For home use, it’s probably overkill, but it’s possibly the best large SLA printer, offering fantastic build volume and high-precision printing.
Buyer’s Guide – How To Buy a Larger Resin 3D Printer
- Size (obviously): For most amateur makers looking to print cosplay props, highly detailed figures in batches, and larger decorative pieces, a build volume of around 300 x 150 x 300 mm should be enough. For you, the Anycubic Photon M3 Max is ideal. For more business applications, upgrade to the Sonic Mega 8K, or Formlabs.
- LCD & Pixel Count: Avoid RGB LCDs at all costs – the tech is outdated. Also remember that the larger the printer, the more the pixels have to stretch to cover the entire build plate – and the fewer pixels, the less detail the printer can produce.

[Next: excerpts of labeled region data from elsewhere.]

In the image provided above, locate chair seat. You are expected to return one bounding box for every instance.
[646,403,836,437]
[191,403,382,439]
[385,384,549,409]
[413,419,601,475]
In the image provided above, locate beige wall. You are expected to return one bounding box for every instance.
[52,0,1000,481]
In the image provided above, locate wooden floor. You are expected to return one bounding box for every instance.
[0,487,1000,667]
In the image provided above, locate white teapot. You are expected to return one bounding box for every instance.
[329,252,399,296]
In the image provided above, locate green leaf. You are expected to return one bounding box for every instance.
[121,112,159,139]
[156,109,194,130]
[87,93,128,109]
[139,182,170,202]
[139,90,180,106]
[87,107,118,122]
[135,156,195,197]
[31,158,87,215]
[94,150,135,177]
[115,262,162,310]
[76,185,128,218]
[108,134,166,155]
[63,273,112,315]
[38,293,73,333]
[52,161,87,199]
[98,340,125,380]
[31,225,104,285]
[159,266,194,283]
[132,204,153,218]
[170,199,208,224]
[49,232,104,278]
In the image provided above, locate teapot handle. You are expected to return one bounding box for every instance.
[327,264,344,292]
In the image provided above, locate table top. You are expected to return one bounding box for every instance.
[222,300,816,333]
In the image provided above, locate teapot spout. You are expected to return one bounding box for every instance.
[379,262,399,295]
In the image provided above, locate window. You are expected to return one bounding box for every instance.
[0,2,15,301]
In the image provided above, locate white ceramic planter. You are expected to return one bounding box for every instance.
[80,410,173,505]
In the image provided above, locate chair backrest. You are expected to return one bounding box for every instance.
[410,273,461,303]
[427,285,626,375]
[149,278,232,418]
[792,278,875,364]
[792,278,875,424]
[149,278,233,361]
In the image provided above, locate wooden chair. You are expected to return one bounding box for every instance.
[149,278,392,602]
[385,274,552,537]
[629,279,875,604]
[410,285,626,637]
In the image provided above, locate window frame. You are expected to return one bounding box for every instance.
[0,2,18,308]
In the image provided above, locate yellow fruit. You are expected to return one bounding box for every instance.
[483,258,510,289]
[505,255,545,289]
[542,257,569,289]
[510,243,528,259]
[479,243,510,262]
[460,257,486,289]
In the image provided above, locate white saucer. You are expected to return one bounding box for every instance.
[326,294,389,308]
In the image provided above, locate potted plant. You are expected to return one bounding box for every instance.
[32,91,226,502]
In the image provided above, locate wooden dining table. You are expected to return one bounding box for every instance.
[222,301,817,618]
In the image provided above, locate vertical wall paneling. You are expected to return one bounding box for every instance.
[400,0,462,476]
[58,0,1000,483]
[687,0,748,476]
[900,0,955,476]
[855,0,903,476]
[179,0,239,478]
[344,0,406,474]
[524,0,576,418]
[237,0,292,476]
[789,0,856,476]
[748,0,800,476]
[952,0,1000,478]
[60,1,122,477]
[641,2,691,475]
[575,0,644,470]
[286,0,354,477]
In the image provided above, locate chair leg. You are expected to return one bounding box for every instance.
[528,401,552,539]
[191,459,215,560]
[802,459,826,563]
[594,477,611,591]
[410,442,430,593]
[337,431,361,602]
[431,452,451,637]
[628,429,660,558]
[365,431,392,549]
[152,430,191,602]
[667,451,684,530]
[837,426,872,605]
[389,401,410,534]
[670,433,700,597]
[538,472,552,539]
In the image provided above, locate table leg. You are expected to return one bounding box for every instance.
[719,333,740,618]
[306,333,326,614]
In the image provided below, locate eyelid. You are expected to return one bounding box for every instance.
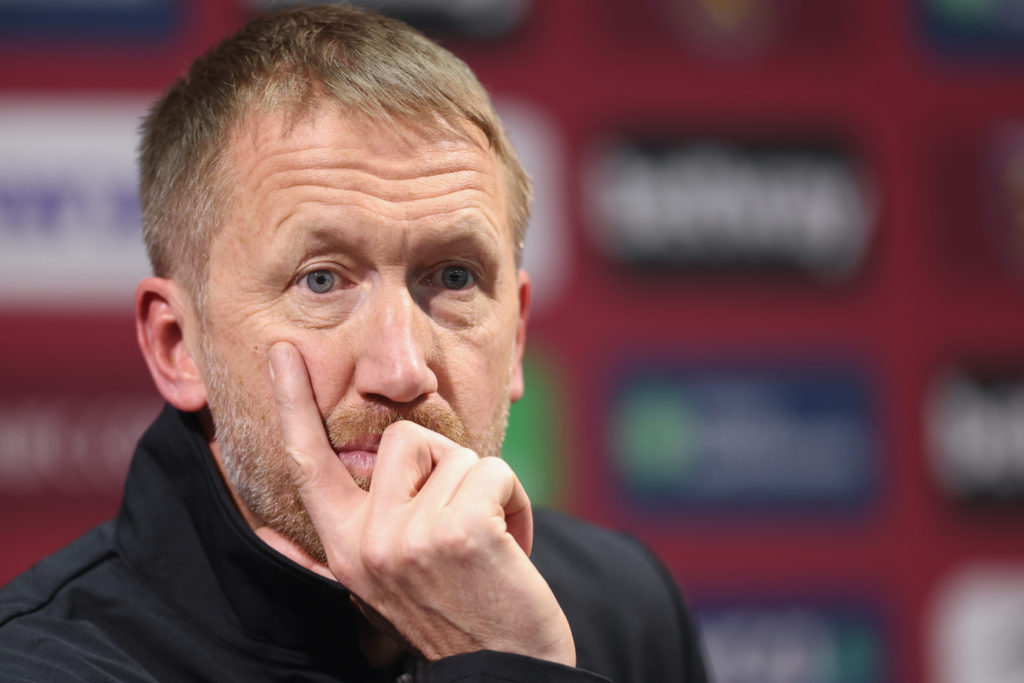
[292,263,353,296]
[423,261,482,292]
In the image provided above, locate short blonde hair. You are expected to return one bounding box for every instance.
[139,5,530,302]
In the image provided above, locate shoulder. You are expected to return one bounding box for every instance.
[531,510,705,683]
[0,522,153,682]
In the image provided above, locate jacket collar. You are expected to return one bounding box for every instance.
[117,407,380,673]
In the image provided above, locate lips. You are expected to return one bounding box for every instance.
[335,434,381,479]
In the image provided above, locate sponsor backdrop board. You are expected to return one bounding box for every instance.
[0,0,1024,683]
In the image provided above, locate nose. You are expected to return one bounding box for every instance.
[353,287,437,403]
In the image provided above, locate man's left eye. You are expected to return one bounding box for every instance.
[440,265,474,290]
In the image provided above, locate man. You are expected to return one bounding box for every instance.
[0,7,705,682]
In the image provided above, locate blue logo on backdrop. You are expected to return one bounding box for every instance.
[919,0,1024,56]
[696,602,886,683]
[0,0,181,41]
[609,367,878,511]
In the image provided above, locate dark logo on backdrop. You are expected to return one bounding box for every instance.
[587,139,874,280]
[696,601,885,683]
[925,370,1024,502]
[247,0,532,40]
[0,0,182,42]
[608,367,879,512]
[918,0,1024,57]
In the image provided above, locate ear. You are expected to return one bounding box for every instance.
[509,268,530,401]
[135,278,206,413]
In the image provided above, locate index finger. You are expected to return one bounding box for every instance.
[269,342,366,518]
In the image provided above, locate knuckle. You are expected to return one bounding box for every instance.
[475,458,516,482]
[435,523,479,559]
[360,535,393,577]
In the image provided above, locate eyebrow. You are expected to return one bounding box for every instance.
[280,216,503,259]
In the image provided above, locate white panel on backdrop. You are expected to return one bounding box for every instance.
[0,95,148,310]
[495,99,571,313]
[930,565,1024,683]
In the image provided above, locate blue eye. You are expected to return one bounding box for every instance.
[306,270,334,294]
[441,265,473,290]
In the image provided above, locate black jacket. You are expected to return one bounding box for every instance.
[0,408,706,683]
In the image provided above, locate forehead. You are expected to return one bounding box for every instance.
[222,103,512,244]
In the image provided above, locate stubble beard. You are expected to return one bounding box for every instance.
[195,334,510,564]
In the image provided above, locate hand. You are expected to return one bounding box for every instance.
[270,342,575,666]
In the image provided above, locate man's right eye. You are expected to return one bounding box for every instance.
[306,270,334,294]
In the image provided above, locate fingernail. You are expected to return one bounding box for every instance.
[269,342,288,382]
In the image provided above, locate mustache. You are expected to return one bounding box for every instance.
[324,403,469,451]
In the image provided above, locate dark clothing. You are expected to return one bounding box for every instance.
[0,408,705,683]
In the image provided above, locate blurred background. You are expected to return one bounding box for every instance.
[0,0,1024,683]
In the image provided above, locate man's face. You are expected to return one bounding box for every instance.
[192,106,527,557]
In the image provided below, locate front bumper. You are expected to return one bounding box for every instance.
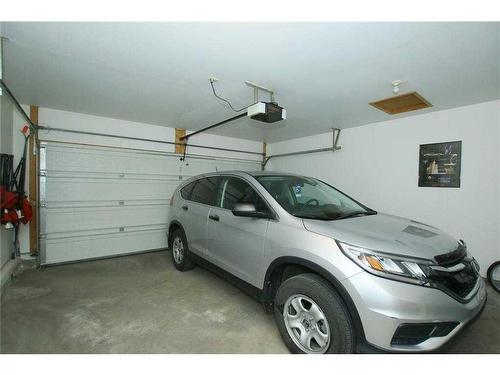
[343,272,486,352]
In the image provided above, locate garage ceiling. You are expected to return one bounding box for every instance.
[2,22,500,142]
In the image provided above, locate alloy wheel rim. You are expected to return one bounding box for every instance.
[172,237,184,264]
[283,294,331,354]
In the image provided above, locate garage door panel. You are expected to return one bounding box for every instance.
[40,142,259,265]
[45,201,170,234]
[45,176,179,204]
[40,228,167,264]
[46,145,180,175]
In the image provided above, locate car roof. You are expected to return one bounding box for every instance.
[197,170,299,177]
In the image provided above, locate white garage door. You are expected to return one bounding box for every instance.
[40,142,260,265]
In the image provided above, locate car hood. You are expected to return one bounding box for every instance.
[303,213,458,259]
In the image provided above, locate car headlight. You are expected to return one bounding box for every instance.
[337,241,433,285]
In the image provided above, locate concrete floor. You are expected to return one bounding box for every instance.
[0,252,500,353]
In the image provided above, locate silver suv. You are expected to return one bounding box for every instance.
[168,172,486,353]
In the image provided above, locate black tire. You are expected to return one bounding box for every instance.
[168,228,195,272]
[274,273,356,354]
[486,260,500,293]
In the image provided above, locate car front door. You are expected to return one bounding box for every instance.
[207,176,269,286]
[181,176,220,257]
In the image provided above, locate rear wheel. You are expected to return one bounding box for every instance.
[169,229,194,271]
[487,261,500,293]
[274,273,355,354]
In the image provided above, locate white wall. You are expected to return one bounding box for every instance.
[0,95,14,268]
[266,101,500,275]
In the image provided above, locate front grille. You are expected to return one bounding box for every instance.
[428,259,479,299]
[391,322,459,345]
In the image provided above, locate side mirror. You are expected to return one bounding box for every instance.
[232,203,271,219]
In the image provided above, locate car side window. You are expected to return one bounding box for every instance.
[221,177,268,212]
[190,177,221,206]
[181,181,198,200]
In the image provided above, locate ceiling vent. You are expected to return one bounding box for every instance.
[370,91,432,115]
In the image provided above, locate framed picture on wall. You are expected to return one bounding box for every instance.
[418,141,462,187]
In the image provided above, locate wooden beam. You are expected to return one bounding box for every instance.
[175,128,186,154]
[28,105,38,256]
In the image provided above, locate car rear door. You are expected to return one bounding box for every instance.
[207,176,269,286]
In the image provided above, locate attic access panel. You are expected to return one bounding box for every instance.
[370,91,432,115]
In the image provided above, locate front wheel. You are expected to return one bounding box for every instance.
[274,273,355,354]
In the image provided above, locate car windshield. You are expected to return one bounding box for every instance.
[255,175,376,220]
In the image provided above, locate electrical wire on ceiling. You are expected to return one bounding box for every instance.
[209,80,258,112]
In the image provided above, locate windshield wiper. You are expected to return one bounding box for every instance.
[337,210,377,220]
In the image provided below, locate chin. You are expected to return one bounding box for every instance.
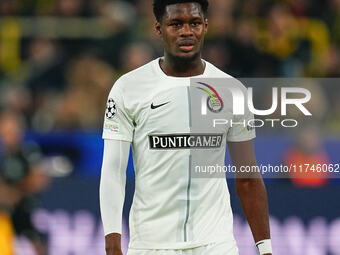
[173,52,200,62]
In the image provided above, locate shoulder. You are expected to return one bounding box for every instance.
[113,60,156,91]
[205,61,247,93]
[205,61,235,79]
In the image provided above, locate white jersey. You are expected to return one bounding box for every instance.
[103,59,255,249]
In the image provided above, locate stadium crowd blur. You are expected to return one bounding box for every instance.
[0,0,340,254]
[0,0,340,132]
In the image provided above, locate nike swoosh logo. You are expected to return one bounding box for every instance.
[151,101,170,109]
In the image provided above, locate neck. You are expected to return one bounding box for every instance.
[159,53,205,77]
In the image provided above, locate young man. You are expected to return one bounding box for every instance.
[100,0,271,255]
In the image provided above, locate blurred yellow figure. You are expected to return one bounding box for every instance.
[0,212,14,255]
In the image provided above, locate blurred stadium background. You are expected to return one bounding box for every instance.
[0,0,340,255]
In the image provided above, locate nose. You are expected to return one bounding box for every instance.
[181,24,193,36]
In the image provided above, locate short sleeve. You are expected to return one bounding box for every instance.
[227,95,256,142]
[103,83,134,142]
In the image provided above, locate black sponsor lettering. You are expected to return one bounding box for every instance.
[149,134,223,150]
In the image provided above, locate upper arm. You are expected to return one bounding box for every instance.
[228,140,259,178]
[103,80,134,142]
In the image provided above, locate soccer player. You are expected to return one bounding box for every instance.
[100,0,271,255]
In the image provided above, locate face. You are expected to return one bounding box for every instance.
[156,3,208,59]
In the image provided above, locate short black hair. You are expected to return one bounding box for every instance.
[153,0,209,22]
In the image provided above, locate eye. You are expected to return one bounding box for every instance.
[191,21,201,27]
[170,22,181,28]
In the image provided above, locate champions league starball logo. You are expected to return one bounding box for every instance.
[105,98,117,120]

So, LCDs with higher resolution are essential, especially for larger printers. Opt for a minimum 7K LCD, though now 12-16K LCDs are beginning to become more affordable also.
- XY Resolution: This determines the detail, accuracy and surface finish quality possible, especially on intricate features. Generally, larger printers lose resolution, though we recommend some larger-format resin printers with resolutions of under 50 microns, which is very good.
- Build Quality: Look for printers with solid metal frames to improve durability, dual linear rails, and sturdy covers/shrouds/hinged doors – all these help with stability and accurate high-resolution 3D printing.
- Print Speed: Resin printers can cure entire layers at once, so speed and size really does massively impact how many models you can print per day. However, many of the speeds advertised are marketing ploys, and your printer won’t actually reach these speeds. Anything above 50mm/h is a good speed for a large resin printer, with printers such as the Photon M3 Max reaching 60mm/h, and the Sonic Mega 8K reaching 70mm/h.
- Price: Expect to pay a minimum of around $800 for a reliable large-scale resin 3D printer, or $2,000+ for a professional machine with better build quality. The Anycubic M3 Max hovers slightly above this, at around $1,000.
We’ve made substantial changes to this article since we first published it back in 2020, to keep it relevant and updated for the latest releases.
In November 2023, we made the following changes:
- Removed the Elegoo Saturn, as we now recommend the Photon M3 Max solely as the best low-cost large-format resin printer.
- Removed the Peopoly Phenom range, as we feel the current printers, such as the Phrozen and Formlabs printers, are better for large-scale resin printing.
- Updated our supporting information based on 2023 technology advances, with new information on outdated RGB screens and other factors to consider.
- Updated pricing information for 2024.